The Center for International Human Rights (CIHR) awarded its seventh Global Jurist of the Year Award to all women judges in Afghanistan, in recognition of the courage they have shown under difficult circumstances. Judge Anisa Rasooli, accompanied by a group of Afghan women judges who have left Afghanistan, accepted the award on behalf of all Afghan women judges.
The judges were honored during an awards dinner on Feb. 9. They also visited with scholars and judges and met with Northwestern Pritzker Law students.
The Global Jurist of the Year Award is designed to honor a sitting judge, whether in an international or national court, who has demonstrated in his or her career courage in the face of adversity to uphold and defend fundamental human rights or the principles of international criminal justice. Jurists from all nations and tribunals are eligible for consideration.
The International Refugee Assistance Project, Northwestern University Pritzker School of Law Chapter; Northwestern’s Buffett Institute for Global Affairs; the International Association of Women Judges; and the International Law Foundation are co-sponsors of the event.

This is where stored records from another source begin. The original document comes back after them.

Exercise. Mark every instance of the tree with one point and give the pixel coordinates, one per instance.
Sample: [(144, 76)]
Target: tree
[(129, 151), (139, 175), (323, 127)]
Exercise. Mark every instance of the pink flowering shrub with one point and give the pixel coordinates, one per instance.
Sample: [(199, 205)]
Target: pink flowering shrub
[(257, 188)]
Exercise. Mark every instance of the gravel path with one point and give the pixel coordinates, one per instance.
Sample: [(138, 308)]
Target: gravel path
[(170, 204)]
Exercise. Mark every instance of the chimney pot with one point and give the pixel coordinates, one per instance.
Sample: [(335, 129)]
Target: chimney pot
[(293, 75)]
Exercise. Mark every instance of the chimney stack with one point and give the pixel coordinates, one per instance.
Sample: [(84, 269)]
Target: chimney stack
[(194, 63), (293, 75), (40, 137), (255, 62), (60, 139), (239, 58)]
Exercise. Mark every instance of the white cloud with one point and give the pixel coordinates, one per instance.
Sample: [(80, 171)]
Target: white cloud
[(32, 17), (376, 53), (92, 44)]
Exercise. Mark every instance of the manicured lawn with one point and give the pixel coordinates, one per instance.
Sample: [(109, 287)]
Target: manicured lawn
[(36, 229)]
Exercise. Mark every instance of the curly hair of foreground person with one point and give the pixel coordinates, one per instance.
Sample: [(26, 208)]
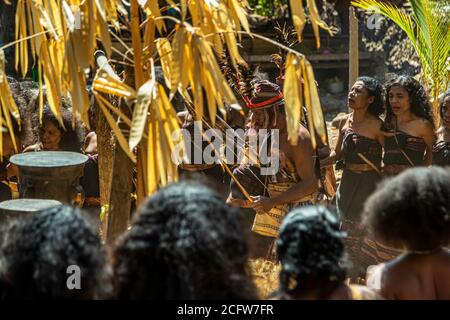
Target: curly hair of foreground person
[(185, 244), (412, 210), (37, 251)]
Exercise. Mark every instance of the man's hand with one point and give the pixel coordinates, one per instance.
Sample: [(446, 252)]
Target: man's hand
[(262, 204)]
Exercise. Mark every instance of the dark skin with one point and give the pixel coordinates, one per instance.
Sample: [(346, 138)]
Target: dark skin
[(360, 121), (414, 276), (409, 123), (443, 133), (302, 157)]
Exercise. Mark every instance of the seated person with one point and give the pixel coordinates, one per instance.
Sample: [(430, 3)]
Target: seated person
[(37, 250), (311, 251), (185, 244), (412, 212)]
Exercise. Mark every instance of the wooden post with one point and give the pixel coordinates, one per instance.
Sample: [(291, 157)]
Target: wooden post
[(105, 146), (353, 48), (119, 198)]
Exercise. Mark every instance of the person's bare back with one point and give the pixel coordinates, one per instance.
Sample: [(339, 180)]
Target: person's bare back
[(414, 276)]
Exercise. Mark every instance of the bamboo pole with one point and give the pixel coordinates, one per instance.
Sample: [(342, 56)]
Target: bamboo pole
[(353, 69), (140, 77)]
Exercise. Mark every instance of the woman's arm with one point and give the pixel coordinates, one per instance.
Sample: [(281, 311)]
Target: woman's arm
[(336, 154)]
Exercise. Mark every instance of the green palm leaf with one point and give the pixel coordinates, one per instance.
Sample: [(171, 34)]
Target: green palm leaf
[(428, 28)]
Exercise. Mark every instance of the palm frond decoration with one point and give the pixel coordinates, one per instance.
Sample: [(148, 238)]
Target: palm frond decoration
[(428, 28), (62, 37)]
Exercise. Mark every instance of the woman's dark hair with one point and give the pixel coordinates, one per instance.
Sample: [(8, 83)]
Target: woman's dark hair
[(375, 89), (441, 104), (412, 210), (71, 137), (37, 251), (419, 100), (185, 244), (310, 247)]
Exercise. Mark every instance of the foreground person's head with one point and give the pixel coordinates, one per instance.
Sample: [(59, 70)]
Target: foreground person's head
[(185, 244), (311, 251), (52, 255), (412, 210)]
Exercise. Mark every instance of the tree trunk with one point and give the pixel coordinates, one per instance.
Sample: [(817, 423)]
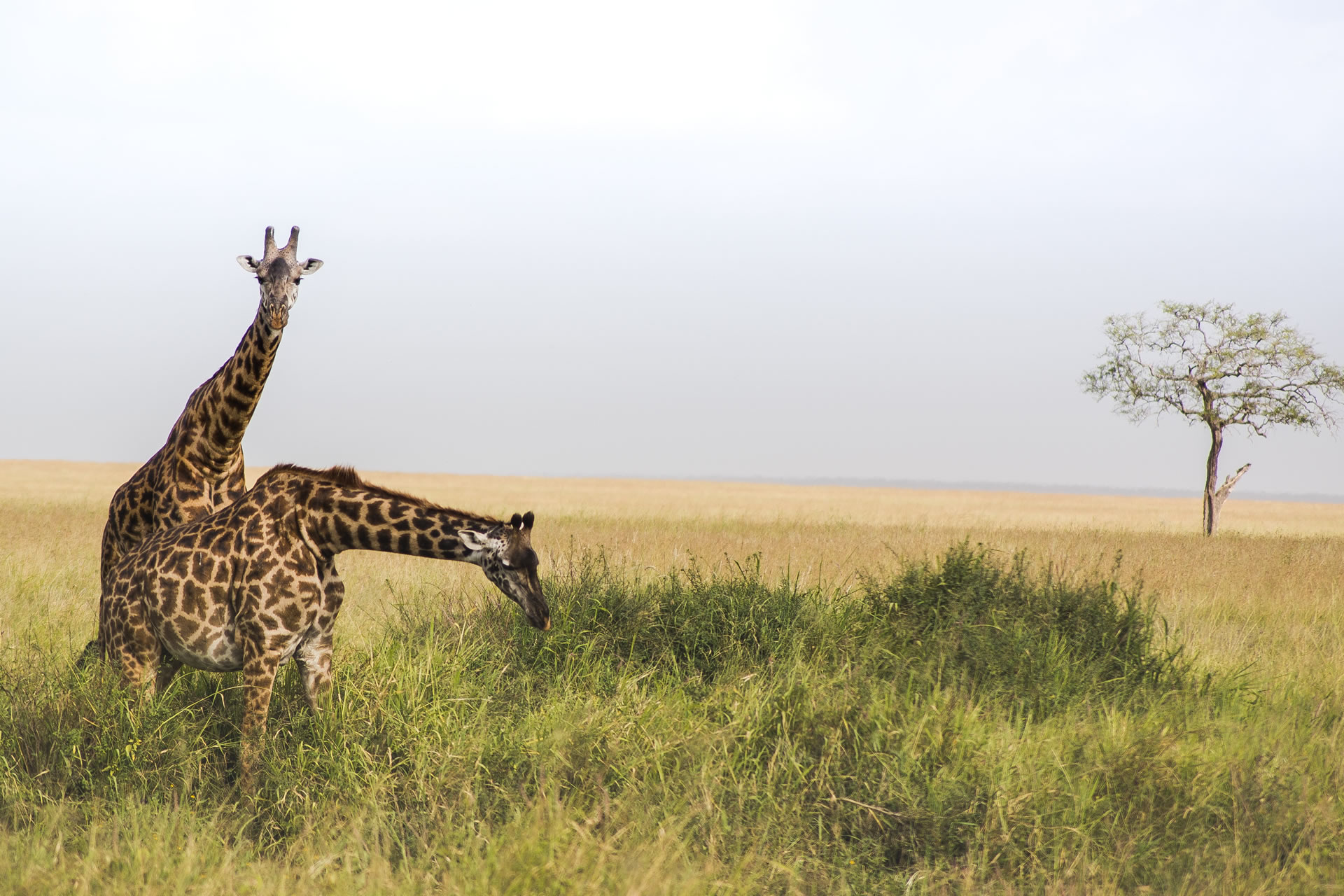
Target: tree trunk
[(1211, 503), (1214, 498)]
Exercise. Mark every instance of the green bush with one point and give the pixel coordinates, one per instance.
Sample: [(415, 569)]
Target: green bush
[(961, 723)]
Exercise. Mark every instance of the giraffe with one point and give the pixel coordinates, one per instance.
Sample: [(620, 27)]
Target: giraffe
[(251, 586), (201, 466)]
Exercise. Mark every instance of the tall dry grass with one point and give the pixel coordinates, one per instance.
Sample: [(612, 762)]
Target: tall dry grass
[(878, 724)]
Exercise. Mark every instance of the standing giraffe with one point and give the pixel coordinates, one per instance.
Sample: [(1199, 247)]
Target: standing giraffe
[(251, 586), (201, 466)]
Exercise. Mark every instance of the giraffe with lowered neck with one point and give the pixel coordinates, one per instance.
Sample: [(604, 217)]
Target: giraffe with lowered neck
[(201, 466), (251, 586)]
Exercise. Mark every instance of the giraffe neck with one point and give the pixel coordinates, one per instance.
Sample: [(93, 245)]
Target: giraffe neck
[(340, 519), (210, 431)]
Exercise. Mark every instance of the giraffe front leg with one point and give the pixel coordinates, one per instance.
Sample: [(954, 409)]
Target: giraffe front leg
[(315, 656), (258, 684)]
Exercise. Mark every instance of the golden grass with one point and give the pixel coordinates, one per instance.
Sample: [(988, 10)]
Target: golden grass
[(1265, 592)]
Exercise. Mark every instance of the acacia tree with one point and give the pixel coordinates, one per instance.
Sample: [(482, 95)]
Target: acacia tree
[(1211, 365)]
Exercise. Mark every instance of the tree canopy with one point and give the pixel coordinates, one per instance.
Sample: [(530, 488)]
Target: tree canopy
[(1210, 365)]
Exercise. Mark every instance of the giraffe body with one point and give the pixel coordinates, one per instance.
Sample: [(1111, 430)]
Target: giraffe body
[(254, 583), (201, 466)]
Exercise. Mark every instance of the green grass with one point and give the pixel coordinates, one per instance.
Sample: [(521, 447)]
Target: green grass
[(969, 724)]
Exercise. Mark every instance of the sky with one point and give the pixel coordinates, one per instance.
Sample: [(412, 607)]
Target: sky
[(734, 239)]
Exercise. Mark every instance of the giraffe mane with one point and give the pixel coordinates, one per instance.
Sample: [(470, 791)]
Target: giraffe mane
[(346, 477)]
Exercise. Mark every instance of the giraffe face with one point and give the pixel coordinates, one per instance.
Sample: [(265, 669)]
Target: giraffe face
[(505, 555), (279, 273), (279, 279)]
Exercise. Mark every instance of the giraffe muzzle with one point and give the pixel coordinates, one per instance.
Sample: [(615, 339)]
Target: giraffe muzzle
[(277, 316)]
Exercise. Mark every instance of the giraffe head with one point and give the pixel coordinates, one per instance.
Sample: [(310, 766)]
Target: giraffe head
[(279, 273), (505, 555)]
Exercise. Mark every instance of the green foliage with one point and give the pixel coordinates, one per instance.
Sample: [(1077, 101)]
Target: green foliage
[(967, 723), (1210, 365)]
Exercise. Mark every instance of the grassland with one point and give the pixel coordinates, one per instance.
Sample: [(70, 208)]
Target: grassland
[(750, 688)]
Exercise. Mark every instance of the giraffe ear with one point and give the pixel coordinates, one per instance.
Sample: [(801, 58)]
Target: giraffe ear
[(473, 540)]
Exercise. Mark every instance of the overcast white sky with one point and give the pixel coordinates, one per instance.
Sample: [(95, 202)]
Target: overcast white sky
[(676, 239)]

“The women judges of Afghanistan have, by their example and through their work, demonstrated unimaginable courage and commitment,” said Professors Tom Geraghty and Juliet Sorensen in a joint statement. “They continue to stand for right even as they endure the heartbreaking hardships that recent events have forced upon them.”

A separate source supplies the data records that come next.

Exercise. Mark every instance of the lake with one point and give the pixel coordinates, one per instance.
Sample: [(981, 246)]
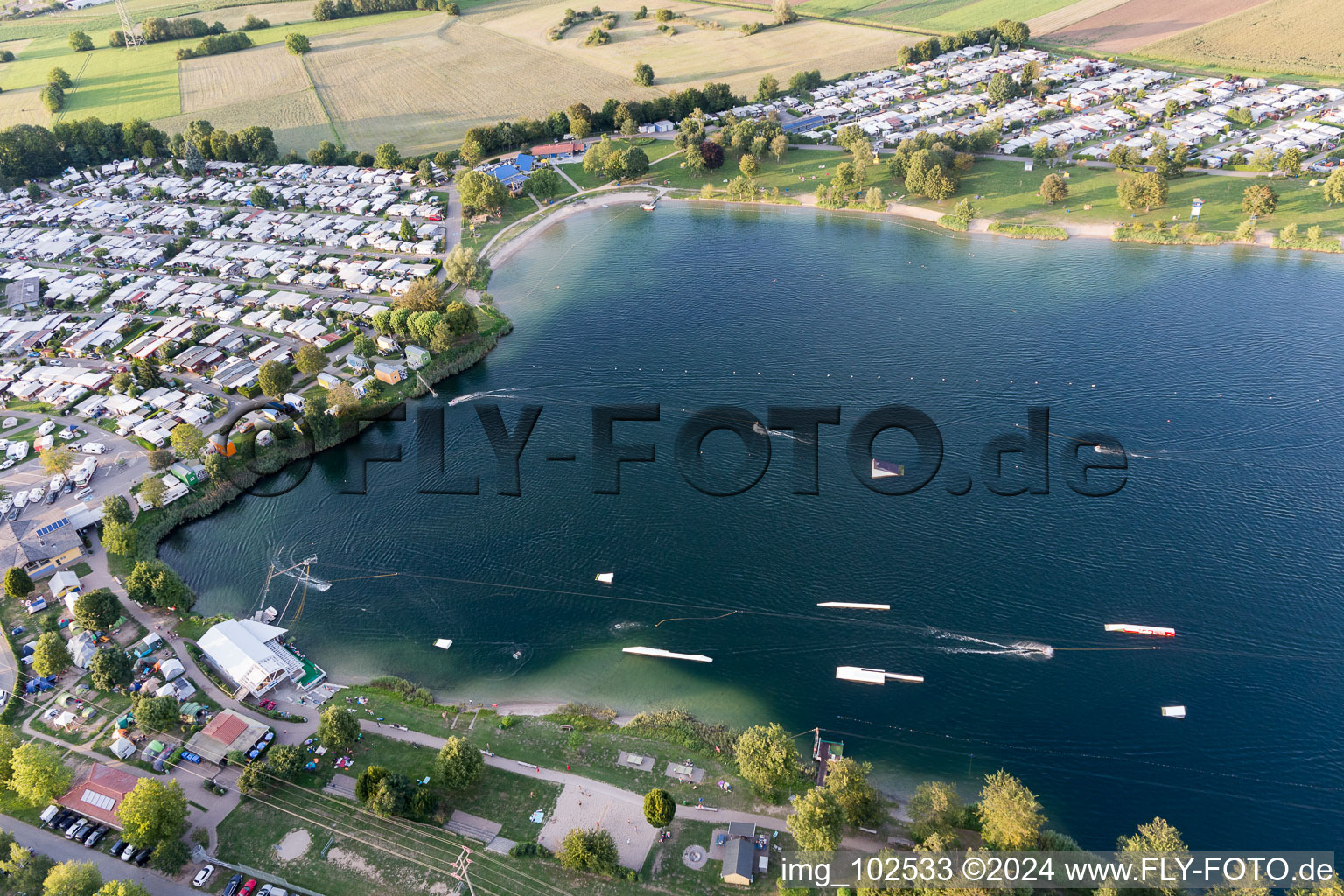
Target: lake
[(1218, 373)]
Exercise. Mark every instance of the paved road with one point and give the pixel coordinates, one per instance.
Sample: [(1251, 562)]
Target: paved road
[(62, 850)]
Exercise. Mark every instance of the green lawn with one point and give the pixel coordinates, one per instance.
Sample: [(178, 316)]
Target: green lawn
[(1008, 192), (543, 743), (582, 178), (815, 168), (116, 83), (500, 795)]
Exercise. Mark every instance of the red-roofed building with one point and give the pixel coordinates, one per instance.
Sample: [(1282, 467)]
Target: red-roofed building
[(551, 150), (97, 793), (223, 734)]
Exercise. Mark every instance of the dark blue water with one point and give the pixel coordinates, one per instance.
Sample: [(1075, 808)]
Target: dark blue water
[(1219, 371)]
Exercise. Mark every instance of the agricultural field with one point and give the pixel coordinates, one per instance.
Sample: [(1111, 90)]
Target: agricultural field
[(1130, 25), (932, 15), (714, 50), (424, 83), (1293, 37)]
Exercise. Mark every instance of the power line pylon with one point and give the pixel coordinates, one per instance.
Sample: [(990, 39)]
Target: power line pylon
[(133, 40)]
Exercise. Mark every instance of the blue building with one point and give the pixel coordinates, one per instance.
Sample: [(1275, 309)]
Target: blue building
[(514, 173)]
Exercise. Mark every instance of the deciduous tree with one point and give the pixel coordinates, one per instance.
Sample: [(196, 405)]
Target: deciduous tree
[(338, 728), (1260, 199), (153, 813), (275, 379), (310, 360), (73, 878), (152, 489), (18, 584), (817, 821), (50, 654), (659, 808), (54, 462), (97, 610), (1054, 190), (458, 765), (110, 668), (1011, 815), (767, 758), (848, 782), (388, 156), (1334, 187), (187, 441), (39, 774), (481, 192), (593, 850)]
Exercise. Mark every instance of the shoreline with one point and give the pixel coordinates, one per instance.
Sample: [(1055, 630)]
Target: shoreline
[(925, 220)]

Known as “the RBG of Afghanistan,” Judge Rasooli is the only woman to be nominated twice to the Afghan Supreme Council, nominated by both former president of Afghanistan Hamid Karzai and by former Afghan President Ashraf Ghani. The first vote failed in parliament by a small margin. The second vote never got scheduled because of the fall of the government. Judge Rasooli has served in all major courts both in first instance and appellate courts. She has served on both the anti-corruption courts and the court for serious crimes of violence against women. One of her many projects was heading a three-year study on prison reform. She is a past president of the Afghan Women Judges Association.